Leave one circle of space when reaching the outermost layer of coffee grounds, then continue pouring in circles toward the center. At 2 minutes and 10 seconds, the coffee should reach 210g, completing the brewing process.

Japanese Ice Brew [Minas Bom Jardim]

FrontStreet Coffee Ice Brew [Minas Bom Jardim] Reference:

Brazilian coffee [Minas Bom Jardim], medium-dark roast, BG grinder setting 5R (60% standard sieve pass rate).

20g coffee grounds, 150g ice cubes, 150g hot water. The water temperature should be 1°C higher than the normal hand brew recommendation of 88°C. For normal brewing, use Fuji grinder setting 3.5, but for ice brew, grind slightly finer at Fuji setting 3. The recommended coffee-to-(water+ice) ratio is 1:15.

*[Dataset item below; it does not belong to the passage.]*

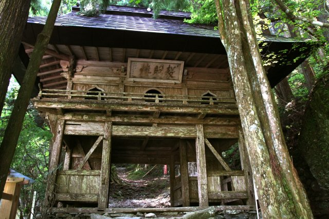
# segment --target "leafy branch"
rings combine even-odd
[[[294,14],[288,7],[284,4],[281,0],[275,0],[278,4],[280,9],[286,14],[288,18],[293,21],[295,20],[299,20],[304,22],[308,23],[314,26],[317,26],[329,28],[329,24],[326,23],[321,22],[318,21],[314,21],[308,17],[303,16],[296,15]]]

Bloom with 40g water for 30 seconds.

Use segmented pouring: first segment with 60g water, second segment with 40g water. Employ a fine but high water column to stir and agitate thoroughly, ensuring the coffee grounds roll completely. However, be careful not to let the water level rise too high or pour directly onto the edge filter paper.

The total extraction time should be approximately 2.5 minutes (similar to the normal extraction time for 20g of coffee grounds).